The Plan does not cover:
  • adjustments to dentures more than six months after installation
  • specialized techniques, precision attachments, personalization or characterization of dentures
  • reimbursement for a temporary and a permanent denture is limited to the permanent denture charge.
Refer to "What's Not Covered" for details.
Does the Plan cover sealants?
The Plan covers sealants once every 60 months for children under age 19, on previously unrestored, decay free permanent molars.
For information on coverage amounts and co-payments, see "Covered Service Benefits and ADA Codes."

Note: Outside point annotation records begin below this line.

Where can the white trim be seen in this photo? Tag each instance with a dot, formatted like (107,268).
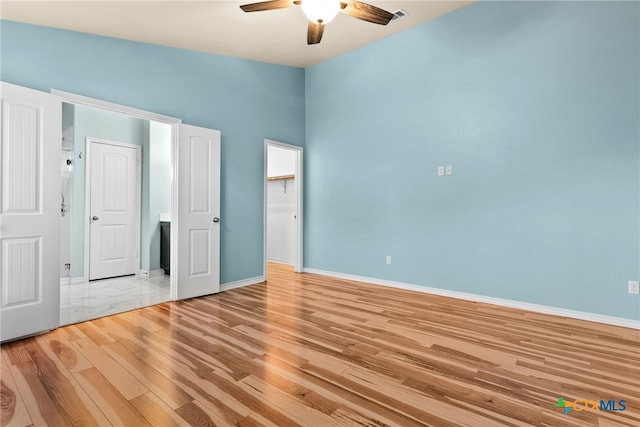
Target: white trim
(281,261)
(72,98)
(152,273)
(242,283)
(538,308)
(299,256)
(72,281)
(87,199)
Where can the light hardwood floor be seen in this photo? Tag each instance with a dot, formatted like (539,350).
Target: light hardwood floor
(309,350)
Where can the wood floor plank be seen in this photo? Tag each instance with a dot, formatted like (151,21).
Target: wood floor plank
(12,409)
(308,350)
(116,374)
(116,408)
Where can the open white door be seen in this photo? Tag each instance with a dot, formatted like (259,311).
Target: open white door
(30,212)
(198,212)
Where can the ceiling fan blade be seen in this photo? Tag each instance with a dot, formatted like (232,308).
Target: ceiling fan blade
(366,12)
(267,5)
(314,33)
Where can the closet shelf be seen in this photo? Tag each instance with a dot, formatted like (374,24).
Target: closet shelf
(280,178)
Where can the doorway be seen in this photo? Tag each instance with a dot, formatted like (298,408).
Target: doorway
(115,192)
(283,221)
(114,181)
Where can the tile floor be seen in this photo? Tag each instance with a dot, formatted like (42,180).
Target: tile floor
(99,298)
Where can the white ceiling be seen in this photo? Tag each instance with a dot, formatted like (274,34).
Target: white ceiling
(220,26)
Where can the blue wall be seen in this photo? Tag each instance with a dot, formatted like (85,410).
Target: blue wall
(536,107)
(535,104)
(247,101)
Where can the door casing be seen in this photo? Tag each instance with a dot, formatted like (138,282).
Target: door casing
(175,123)
(299,258)
(87,209)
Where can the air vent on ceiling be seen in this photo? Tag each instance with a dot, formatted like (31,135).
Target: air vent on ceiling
(399,14)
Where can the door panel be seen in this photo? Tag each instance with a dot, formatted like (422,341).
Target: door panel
(29,220)
(199,204)
(114,214)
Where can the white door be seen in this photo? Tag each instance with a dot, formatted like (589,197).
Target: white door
(30,212)
(198,257)
(114,208)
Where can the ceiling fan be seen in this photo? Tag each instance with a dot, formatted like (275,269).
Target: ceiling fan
(321,12)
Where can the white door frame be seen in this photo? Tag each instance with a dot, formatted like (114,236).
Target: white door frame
(87,199)
(72,98)
(299,259)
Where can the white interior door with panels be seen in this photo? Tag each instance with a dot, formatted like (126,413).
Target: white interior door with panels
(114,175)
(198,212)
(30,213)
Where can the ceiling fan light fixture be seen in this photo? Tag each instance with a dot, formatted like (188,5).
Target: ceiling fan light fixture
(320,11)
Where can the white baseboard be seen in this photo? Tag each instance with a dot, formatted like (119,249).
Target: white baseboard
(152,273)
(241,283)
(538,308)
(280,261)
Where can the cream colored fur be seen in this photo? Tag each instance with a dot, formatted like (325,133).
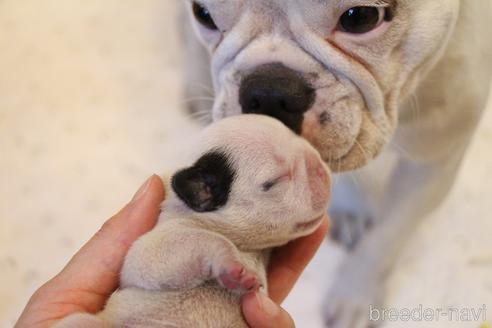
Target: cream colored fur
(403,102)
(174,275)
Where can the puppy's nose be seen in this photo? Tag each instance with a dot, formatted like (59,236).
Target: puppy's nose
(277,91)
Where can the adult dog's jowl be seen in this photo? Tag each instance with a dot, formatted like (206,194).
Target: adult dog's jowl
(388,91)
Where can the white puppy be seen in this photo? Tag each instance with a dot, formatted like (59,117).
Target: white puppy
(254,185)
(404,78)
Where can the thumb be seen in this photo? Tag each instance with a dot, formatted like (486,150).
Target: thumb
(97,265)
(261,312)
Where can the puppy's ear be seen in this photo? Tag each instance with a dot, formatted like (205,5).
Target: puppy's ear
(205,187)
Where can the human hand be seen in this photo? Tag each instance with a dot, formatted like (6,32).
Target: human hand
(92,275)
(286,265)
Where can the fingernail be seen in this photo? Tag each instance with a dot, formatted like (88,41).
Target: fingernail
(142,190)
(267,305)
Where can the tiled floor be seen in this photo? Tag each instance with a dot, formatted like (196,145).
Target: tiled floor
(89,107)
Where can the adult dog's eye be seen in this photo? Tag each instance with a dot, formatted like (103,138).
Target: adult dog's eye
(359,20)
(203,16)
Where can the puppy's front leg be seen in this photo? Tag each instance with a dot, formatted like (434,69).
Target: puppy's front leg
(182,258)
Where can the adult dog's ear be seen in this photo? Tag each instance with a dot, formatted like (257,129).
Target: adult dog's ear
(205,186)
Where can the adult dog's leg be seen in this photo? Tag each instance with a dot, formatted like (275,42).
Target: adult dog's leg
(198,90)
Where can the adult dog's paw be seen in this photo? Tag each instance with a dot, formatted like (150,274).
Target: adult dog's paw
(348,227)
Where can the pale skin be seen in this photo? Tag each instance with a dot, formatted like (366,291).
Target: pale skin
(92,275)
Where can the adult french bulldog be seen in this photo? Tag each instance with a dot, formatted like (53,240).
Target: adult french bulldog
(403,79)
(254,185)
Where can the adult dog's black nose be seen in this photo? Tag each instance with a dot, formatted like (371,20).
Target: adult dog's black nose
(277,91)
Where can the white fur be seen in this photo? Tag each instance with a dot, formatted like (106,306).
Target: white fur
(174,275)
(412,91)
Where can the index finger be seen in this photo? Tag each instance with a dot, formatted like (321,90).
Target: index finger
(288,262)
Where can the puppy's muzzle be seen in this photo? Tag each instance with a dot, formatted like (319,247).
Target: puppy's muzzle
(279,92)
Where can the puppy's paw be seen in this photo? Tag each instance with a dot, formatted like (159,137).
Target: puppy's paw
(235,276)
(348,227)
(346,307)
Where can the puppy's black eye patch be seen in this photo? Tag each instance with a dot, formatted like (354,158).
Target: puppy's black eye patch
(203,16)
(205,187)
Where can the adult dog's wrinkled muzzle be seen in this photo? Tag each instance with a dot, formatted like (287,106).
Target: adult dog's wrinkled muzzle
(277,91)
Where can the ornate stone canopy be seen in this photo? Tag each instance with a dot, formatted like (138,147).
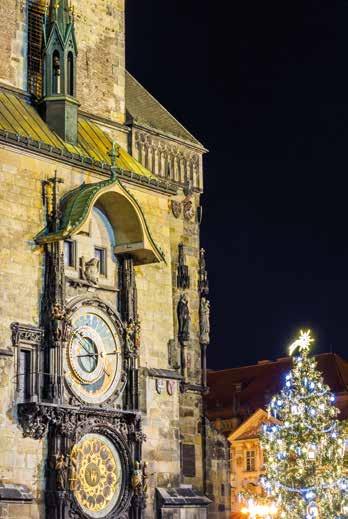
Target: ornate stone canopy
(122,209)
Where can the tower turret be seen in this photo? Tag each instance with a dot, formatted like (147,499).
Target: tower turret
(59,101)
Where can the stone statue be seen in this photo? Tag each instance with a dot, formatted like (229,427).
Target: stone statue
(183,278)
(92,271)
(72,474)
(145,478)
(203,283)
(61,468)
(204,321)
(137,479)
(183,319)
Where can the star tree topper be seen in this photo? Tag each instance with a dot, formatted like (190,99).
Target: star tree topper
(303,343)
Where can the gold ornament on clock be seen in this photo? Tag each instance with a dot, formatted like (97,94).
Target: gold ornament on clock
(97,477)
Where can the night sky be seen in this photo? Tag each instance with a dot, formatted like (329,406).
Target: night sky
(263,85)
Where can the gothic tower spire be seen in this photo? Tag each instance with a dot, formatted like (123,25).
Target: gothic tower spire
(59,101)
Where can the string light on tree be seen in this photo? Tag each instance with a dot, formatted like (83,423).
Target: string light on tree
(304,451)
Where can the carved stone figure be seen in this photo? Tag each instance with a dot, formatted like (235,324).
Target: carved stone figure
(203,283)
(183,278)
(183,319)
(173,354)
(61,468)
(145,478)
(159,385)
(92,271)
(72,474)
(188,208)
(137,479)
(204,321)
(176,208)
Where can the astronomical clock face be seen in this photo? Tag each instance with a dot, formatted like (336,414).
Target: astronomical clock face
(97,475)
(93,363)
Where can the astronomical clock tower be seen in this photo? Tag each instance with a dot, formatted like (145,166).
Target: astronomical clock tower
(104,318)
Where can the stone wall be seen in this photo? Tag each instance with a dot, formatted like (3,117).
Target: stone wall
(168,158)
(13,43)
(100,31)
(170,417)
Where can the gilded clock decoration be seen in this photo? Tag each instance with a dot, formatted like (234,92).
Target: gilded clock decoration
(98,475)
(93,364)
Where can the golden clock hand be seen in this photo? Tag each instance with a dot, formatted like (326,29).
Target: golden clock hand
(83,342)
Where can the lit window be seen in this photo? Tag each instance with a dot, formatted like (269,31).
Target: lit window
(250,461)
(69,253)
(100,254)
(24,377)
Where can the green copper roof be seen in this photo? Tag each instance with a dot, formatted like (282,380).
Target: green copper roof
(75,207)
(21,118)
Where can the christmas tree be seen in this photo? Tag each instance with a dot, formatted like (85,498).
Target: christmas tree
(304,452)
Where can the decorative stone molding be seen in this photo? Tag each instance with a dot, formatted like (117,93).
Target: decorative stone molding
(168,159)
(73,422)
(164,373)
(15,493)
(26,333)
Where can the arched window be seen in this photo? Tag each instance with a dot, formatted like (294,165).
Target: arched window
(56,73)
(103,237)
(70,75)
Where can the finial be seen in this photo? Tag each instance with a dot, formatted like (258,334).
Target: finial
(302,343)
(114,153)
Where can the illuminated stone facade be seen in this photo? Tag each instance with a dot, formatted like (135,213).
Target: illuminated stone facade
(131,218)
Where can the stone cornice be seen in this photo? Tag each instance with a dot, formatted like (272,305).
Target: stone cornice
(60,155)
(167,136)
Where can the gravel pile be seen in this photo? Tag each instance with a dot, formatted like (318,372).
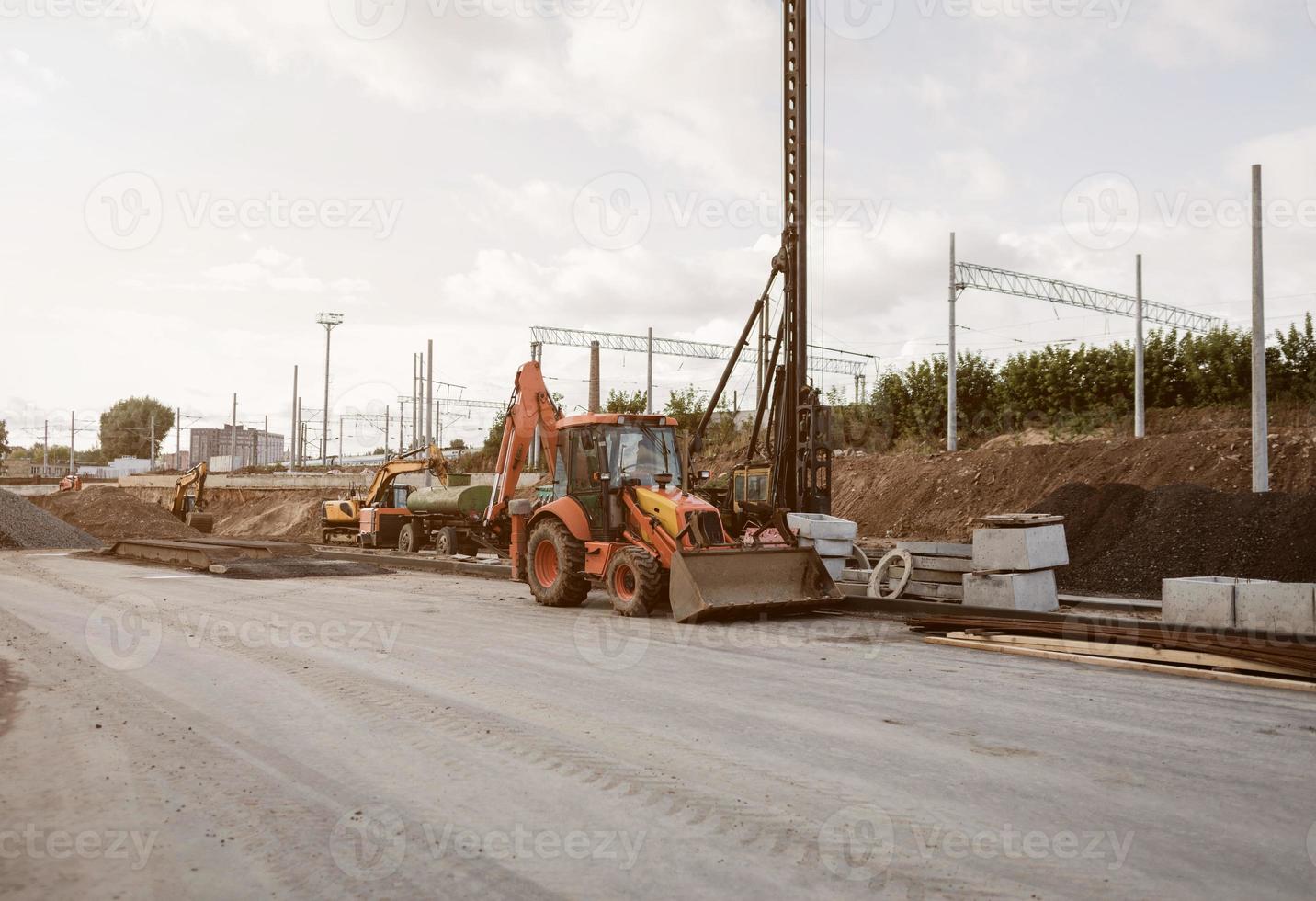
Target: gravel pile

What are the sealants exclusions?
Refer to "What's Not Covered" for details.
Space Maintainers
Does the Plan cover space maintainers?
The Plan covers fixed, unilateral and removable bilateral space maintainers required for maintenance of space resulting from the premature loss of deciduous (baby) teeth, up to age 19.
For information on coverage amounts and co-payments, see "Covered Service Benefits and ADA Codes."
What are the space maintainer exclusions?
There are no exclusions.
X-rays and Pathology
Does the Plan cover X-rays?
The Plan covers:
  • bitewing X-rays twice per calendar year
  • full-mouth X-rays, including panoramic X-rays, once every 36 months, as part of a general examination
For information on coverage amounts and co-payments, see "Covered Service Benefits and ADA Codes."
What are the X-ray exclusions?
Frequency limitations apply to these services.
Refer to "What's Not Covered" for details.